Can it cause gas to your dog as history implies?

That is not true. Dogs DO NOT bloat from drinking ice water on hot days. Bloat can come from food or gas build-up. Both of these can cause the stomach to twist and the dog to develop GDV (gastric dilatation volvulus). The sheep is most common in large breed dogs with deep chest girths.

Factors that increase your risk of bloating include:

  • Feed only one meal a day
  • Family history of bloating
  • Fastfood
  • Thin
  • Moistening dry food
  • Elevated feeder
  • Limit water before and after eating
  • Dry food with animal fat in the first four ingredients
  • Age (older dogs).

As you can see there are many things associated with bloating but no known cause.

What about feeding other “frozen” items like treats?

Many dogs love ice cubes.
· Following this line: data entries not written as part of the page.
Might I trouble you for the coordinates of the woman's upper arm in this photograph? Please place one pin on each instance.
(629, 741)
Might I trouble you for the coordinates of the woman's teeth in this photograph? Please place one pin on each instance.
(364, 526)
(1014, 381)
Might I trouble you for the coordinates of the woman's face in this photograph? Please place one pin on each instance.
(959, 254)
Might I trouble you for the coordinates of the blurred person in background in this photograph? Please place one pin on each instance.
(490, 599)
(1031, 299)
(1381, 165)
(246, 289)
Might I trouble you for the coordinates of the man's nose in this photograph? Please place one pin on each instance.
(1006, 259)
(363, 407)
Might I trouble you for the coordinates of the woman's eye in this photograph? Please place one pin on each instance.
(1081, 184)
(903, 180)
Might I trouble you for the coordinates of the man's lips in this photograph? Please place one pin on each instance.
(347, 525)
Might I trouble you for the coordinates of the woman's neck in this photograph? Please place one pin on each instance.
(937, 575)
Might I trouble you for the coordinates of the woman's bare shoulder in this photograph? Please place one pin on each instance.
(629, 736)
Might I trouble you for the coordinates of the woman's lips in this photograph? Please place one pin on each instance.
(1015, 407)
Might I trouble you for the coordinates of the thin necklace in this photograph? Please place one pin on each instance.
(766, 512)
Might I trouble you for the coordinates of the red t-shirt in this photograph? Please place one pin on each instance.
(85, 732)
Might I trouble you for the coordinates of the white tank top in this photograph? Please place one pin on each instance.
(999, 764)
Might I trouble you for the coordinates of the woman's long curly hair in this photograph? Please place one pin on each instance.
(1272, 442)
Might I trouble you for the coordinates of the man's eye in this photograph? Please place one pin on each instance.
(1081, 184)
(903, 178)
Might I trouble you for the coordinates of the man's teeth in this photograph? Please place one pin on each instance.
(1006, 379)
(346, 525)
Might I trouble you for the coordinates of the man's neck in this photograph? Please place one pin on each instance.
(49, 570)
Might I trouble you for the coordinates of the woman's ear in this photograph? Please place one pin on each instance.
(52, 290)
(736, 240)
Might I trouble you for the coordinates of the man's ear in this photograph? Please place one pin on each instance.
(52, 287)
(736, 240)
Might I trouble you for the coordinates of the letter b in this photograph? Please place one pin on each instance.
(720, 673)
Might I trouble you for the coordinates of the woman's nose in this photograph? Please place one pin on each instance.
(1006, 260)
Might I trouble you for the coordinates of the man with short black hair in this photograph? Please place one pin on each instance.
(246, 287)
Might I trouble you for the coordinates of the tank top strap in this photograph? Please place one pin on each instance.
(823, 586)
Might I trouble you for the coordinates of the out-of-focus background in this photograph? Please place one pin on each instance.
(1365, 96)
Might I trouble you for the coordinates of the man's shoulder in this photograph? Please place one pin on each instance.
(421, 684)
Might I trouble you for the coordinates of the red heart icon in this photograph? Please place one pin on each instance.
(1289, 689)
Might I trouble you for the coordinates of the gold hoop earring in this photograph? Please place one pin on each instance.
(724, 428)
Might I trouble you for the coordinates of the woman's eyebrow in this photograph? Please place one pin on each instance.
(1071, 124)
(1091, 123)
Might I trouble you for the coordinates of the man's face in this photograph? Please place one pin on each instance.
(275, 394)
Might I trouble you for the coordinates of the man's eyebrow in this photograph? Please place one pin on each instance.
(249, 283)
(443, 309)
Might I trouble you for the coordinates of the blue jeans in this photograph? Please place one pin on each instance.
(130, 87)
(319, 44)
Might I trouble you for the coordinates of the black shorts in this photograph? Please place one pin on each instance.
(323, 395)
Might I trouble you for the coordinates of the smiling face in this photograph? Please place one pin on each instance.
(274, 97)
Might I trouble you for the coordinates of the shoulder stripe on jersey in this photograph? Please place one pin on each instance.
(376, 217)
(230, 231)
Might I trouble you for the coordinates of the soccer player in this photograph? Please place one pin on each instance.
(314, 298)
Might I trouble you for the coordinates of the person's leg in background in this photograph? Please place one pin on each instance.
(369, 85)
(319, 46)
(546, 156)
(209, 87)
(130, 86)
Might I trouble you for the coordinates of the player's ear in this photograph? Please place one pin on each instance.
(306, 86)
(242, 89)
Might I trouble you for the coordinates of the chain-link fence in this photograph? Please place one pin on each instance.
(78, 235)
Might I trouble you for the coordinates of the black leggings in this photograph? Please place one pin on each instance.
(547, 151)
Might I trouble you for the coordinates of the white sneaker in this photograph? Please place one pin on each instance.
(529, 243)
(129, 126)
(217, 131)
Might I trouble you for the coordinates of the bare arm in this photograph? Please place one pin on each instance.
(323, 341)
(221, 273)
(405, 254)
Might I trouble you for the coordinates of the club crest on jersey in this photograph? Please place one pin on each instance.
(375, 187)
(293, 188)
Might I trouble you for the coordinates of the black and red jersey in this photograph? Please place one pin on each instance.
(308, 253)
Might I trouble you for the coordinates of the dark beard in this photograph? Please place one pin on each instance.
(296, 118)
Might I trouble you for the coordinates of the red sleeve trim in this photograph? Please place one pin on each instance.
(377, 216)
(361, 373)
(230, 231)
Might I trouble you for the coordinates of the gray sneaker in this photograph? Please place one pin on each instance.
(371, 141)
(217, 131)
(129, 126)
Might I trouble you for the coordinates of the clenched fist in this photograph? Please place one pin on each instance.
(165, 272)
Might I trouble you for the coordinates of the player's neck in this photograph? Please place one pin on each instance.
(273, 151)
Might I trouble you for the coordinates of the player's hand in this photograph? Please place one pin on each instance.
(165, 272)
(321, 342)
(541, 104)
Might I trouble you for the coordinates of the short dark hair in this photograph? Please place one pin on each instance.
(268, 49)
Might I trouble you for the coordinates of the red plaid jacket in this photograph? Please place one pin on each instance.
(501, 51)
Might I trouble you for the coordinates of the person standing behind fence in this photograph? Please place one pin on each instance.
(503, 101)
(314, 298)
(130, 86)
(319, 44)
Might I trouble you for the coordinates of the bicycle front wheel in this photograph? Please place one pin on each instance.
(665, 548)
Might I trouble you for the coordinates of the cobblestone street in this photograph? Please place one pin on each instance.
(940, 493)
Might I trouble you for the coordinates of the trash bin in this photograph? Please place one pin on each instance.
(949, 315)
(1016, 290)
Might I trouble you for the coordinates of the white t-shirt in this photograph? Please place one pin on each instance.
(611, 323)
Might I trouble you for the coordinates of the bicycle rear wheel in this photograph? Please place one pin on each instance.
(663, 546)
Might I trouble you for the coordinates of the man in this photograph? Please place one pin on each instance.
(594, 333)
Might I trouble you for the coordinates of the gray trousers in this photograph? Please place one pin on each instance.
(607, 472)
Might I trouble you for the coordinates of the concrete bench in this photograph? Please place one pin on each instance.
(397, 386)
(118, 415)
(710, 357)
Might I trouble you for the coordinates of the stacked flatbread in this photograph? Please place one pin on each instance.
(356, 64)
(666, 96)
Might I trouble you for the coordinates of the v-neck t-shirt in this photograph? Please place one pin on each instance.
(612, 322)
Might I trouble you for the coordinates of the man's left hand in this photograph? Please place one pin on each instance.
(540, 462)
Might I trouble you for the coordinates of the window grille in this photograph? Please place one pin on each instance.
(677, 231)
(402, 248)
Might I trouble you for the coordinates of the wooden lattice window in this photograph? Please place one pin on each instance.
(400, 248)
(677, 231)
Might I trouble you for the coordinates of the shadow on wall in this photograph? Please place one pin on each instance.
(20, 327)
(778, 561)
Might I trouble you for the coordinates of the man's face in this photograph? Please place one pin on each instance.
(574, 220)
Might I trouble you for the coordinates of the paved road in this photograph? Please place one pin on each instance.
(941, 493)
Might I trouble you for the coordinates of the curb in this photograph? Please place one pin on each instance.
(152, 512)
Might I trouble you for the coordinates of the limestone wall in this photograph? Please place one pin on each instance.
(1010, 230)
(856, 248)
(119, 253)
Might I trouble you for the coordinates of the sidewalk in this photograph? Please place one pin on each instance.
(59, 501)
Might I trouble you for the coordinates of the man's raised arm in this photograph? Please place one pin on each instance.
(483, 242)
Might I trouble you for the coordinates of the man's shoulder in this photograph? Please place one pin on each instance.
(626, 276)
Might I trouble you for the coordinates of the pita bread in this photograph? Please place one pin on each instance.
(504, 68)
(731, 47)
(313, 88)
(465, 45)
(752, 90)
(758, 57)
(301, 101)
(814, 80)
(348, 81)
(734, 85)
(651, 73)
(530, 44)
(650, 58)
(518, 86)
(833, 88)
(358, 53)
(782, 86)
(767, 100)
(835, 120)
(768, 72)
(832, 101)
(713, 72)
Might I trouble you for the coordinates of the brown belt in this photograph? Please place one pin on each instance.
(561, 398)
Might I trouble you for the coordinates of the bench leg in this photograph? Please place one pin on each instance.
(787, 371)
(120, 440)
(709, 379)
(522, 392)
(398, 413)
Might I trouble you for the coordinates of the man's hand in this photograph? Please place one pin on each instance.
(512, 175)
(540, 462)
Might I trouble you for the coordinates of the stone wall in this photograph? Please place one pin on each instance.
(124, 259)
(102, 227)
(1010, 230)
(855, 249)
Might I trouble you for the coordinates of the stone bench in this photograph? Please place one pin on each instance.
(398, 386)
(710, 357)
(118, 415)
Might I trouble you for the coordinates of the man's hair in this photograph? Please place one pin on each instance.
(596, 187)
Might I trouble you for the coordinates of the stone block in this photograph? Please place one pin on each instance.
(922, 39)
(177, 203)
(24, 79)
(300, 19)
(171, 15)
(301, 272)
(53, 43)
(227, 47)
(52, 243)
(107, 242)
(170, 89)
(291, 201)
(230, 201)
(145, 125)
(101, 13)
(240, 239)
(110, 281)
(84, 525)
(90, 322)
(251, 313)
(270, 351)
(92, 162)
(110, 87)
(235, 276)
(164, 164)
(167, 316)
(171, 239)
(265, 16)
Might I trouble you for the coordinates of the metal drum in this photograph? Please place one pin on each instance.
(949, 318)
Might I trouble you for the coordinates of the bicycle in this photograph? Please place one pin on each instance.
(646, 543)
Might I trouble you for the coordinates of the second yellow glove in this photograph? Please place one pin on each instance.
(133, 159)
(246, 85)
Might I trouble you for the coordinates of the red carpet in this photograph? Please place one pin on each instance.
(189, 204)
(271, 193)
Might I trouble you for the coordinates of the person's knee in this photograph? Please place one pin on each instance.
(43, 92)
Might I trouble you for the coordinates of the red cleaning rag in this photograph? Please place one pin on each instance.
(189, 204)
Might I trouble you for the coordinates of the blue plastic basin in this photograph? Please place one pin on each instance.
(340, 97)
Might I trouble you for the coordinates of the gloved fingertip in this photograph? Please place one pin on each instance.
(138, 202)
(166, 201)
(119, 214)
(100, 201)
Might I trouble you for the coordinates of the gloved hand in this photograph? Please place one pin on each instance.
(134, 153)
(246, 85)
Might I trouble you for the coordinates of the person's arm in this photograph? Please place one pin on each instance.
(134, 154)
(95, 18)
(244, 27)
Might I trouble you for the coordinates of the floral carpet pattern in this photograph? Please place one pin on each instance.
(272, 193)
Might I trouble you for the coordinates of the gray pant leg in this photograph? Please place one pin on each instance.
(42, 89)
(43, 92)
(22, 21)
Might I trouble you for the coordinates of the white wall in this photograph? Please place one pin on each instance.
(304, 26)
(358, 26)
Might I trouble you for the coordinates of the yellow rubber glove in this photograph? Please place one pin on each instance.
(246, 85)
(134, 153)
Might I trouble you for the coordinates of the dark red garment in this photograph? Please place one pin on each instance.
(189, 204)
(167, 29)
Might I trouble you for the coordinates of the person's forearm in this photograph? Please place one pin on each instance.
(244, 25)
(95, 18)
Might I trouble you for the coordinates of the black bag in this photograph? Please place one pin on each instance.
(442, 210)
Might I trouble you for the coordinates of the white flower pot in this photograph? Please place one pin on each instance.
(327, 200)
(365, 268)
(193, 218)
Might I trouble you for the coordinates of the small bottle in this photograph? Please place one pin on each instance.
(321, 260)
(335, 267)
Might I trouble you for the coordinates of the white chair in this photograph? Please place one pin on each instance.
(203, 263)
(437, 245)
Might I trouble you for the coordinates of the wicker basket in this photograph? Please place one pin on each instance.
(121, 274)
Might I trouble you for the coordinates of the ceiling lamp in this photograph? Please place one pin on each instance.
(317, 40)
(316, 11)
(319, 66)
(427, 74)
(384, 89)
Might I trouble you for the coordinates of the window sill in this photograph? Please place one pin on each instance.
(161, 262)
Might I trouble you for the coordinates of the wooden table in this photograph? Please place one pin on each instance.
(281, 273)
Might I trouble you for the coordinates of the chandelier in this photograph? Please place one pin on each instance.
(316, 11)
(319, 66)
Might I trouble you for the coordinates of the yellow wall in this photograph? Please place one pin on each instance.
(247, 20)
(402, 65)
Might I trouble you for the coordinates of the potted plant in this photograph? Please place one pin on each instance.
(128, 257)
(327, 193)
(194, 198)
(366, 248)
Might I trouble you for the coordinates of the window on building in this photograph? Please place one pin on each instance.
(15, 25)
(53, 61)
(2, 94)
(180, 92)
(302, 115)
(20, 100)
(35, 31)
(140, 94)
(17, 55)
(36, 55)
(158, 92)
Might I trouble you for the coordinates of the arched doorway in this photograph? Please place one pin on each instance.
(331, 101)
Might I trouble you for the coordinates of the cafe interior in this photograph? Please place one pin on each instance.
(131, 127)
They can be given as treats or placed in the water bowl. Some behaviorists even recommend freezing toys or treats in ice for dogs to chew on. The greatest risk with ice is that aggressive chewers can break teeth.

Frozen treats like dog ice cream and yogurt have a softer texture (ice crystals are separated by fat). You have a much lower risk of causing tooth damage.

Treat heat stroke with ice

Now that we debunk the myth about ice, you might be thinking great. I will pump my dog ​​full of ice if it overheats and save myself a trip to the vet. However, this would be a dangerous thing to do.

Dr. Wismer also mentioned that owners must use common sense to make sure they don’t try to treat heat stroke with ice water. “If you think your dog is suffering from heat stroke, you should take him to the vet immediately. Don’t waste time getting the dog to drink, ”she adds.

Also, use sense when it comes to things like a pool full of ice. You don’t want to go into an ice bath from 90 degrees heat, and neither does your dog.